Fig 3 exhibits the population cancer hazard rates (A panels), the individual cancer presentation rates (B panels), and the individual cancer resistance rates (C panels) of the pancreatic, stomach, gallbladder, colon and rectum, liver and esophagus cancers diagnosed in men who have lived during 1975–2009 in the Entire region. The rates are estimated by the time period of 1990–1994 (red lines) or the time period of 2005–2009 (blue lines), as well as the age interval of 70–74 taken as anchors. The error bars indicate 95% of the confidence intervals of the corresponding rates. Fig 4 shows the similar effects in women.

As can be seen from Fig 1 and Fig 2, for each of the considered GI cancers diagnosed in men and women during 1975–2009, the time-period effects (A panels) and the birth-cohort effects (B panels) are small. This phenomenon takes place independent of which time period (1990–1994 or 2005–2009) is used as an anchor. The birth-cohort effects for pancreatic, stomach, gallbladder, liver, and esophagus cancers are negligible: this is evidenced by the fact that the corresponding error bars contain the value of zero. For the colon and rectum cancers, most of the birth-cohort effects are also negligible. However, error bars of several effects of the youngest cohorts are small but significant. This is evidenced by the fact that the corresponding error bars do not include the value of zero of these effects.

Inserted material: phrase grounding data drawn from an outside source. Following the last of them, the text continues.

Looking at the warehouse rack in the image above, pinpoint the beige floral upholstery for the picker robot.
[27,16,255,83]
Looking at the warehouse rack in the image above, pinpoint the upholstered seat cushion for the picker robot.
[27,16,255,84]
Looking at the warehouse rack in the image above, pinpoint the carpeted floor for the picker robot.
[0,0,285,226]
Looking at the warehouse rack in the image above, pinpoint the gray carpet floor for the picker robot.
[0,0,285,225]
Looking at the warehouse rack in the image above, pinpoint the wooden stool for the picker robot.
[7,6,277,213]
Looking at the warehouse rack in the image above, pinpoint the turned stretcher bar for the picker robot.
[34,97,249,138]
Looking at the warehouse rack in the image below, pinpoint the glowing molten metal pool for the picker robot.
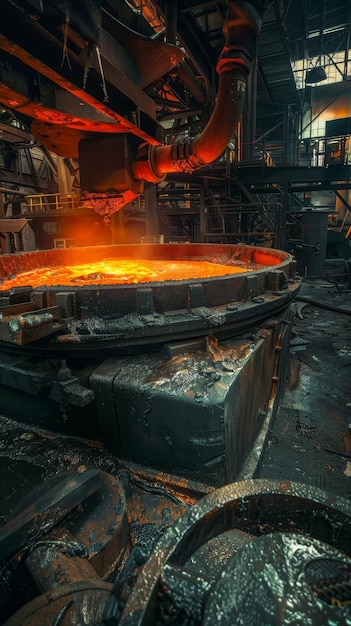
[0,258,248,290]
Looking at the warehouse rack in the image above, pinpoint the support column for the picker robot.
[144,184,160,237]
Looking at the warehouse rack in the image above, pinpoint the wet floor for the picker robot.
[259,281,351,497]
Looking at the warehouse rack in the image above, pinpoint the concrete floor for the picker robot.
[258,280,351,498]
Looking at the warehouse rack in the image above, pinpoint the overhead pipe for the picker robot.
[131,0,272,183]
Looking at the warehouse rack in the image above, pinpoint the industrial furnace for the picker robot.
[0,244,300,486]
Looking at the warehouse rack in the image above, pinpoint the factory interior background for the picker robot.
[0,0,351,626]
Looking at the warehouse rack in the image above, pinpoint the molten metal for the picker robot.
[0,258,248,291]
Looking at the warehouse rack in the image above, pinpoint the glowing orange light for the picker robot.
[0,259,248,291]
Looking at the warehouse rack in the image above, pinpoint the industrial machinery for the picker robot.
[0,0,351,626]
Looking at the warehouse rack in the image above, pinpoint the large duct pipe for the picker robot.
[131,0,271,183]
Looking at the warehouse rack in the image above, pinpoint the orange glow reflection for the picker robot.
[0,259,252,291]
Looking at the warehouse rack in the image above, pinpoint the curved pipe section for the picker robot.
[131,0,271,183]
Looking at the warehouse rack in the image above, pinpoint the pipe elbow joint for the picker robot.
[131,143,166,183]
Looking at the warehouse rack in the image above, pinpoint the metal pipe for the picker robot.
[131,0,271,183]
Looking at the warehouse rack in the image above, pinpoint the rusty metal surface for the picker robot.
[118,480,351,626]
[0,244,300,353]
[90,319,290,486]
[4,580,112,626]
[202,532,351,626]
[0,469,100,562]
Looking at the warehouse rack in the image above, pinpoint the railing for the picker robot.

In contrast to the time-period effects and to the birth-cohort effects, the age effects strongly influence the occurrence of each of the considered GI cancers in men, as well in women (see the C panels in Fig 1 and Fig 2, correspondingly). This influence increases considerably with age up to 70, evens out at the ages of 70–85 and slightly falls at very old ages. The other distinguishable feature of the age effects is that their patterns are unique for each considered cancer site and nearly independent of the time periods used for anchoring.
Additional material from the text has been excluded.